Choate had written a book all about how lovely and wonderful the patent system is, and so Intellectual Ventures started chatting with him. Eventually, they asked him to head a project to stop patent reform, with part of the strategy being: get unions to oppose patent reform. As part of this, Choate was to be paid $30,000 a month. They also asked him to try to keep Intellectual Venture's involvement in derailing patent reform quiet, since top investors in IV, such as Bill Gates, supported patent reform.
The filing reveals that Choate took part in Congressional briefings organized by Intellectual Ventures, though it's unclear if those he met with knew whose payroll he was on. However, a big part of the strategy, dubbed "Plan B," was for Choate to use his influence with unions to have them oppose patent reform, even though the current patent system hurts the American economy and makes us less competitive (thereby hurting unions):
As agreed by Choate and Harter, Choate's role was to devise strategy and tactics, perform analysis, serve as an expert witness, and educate opponents of the legislation about its nuances. Because of Choate's long-standing relationship with organized labor, Harter and Choate agreed that a primary focus of Choate's efforts on behalf of Plan B was to work with organized labor to educate union leadership about the legislation and its harmful impact on job creation, and to facilitate union opposition against it.That was in May of 2007. The union announcement was in August of 2007. So, basically, IV paid this consultant $30,000 a month to get unions (who really should know better) to oppose patent reform, and he succeeded.

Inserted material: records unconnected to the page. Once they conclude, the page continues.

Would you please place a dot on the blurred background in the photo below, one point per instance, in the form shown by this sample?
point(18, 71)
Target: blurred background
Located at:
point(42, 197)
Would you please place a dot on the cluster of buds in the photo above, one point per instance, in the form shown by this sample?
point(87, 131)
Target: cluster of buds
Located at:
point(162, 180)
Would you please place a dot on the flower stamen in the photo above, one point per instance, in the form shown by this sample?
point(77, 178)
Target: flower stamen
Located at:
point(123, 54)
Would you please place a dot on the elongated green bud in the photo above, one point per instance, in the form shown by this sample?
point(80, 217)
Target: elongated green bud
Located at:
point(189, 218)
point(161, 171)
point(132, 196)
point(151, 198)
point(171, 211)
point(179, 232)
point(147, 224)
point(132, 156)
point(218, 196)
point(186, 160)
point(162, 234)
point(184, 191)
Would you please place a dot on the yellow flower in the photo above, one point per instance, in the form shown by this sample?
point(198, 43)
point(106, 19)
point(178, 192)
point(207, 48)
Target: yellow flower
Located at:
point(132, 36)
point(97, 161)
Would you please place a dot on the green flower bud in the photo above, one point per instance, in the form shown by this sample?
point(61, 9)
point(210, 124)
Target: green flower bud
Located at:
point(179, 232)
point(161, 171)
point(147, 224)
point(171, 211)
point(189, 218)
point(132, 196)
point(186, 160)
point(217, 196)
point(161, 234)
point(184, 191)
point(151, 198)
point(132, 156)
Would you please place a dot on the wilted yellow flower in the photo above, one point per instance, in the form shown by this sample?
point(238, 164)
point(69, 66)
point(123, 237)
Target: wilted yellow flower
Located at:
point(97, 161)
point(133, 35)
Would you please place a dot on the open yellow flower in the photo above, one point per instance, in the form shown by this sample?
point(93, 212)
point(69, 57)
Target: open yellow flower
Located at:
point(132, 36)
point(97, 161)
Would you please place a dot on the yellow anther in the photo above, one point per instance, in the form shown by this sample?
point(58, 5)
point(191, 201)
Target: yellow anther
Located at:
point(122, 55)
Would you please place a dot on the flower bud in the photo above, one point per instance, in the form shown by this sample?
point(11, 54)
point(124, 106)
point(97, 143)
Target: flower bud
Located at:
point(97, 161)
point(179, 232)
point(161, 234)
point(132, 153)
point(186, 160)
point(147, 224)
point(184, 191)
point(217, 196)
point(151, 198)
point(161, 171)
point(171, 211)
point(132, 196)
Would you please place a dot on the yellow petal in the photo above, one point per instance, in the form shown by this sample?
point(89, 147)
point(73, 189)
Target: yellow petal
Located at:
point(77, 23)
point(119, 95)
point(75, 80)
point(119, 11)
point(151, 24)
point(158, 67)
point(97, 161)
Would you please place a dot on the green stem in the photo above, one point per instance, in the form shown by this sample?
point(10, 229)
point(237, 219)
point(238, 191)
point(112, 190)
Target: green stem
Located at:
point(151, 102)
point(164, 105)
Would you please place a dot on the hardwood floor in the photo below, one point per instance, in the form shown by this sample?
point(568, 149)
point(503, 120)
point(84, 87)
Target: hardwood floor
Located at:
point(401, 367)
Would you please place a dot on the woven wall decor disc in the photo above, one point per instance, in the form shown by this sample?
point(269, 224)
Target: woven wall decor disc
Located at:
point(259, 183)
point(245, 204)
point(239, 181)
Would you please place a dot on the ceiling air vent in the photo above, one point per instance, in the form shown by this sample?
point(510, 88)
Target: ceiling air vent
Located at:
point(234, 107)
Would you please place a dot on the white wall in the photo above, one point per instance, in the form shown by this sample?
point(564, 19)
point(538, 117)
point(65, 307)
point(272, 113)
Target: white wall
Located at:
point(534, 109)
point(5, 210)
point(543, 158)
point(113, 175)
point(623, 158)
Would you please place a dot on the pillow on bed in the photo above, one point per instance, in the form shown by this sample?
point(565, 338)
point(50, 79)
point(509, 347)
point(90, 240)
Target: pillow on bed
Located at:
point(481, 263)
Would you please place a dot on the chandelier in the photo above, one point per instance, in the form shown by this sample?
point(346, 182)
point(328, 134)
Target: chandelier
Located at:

The dispute, by the way, is because Choate claims that IV promised to pay him for two more years at one point, and after Congress watered down the Patent Reform Act to make it less than worthless, IV changed its position and began supporting the current bill (as if you needed any more evidence that the Patent Reform Act won't improve the system...). Choate wants all the money he believes is owed to him. I'm indifferent on the actual dispute, but interesting to see a bit of the cigar chomping backroom dealings come out in the sunlight.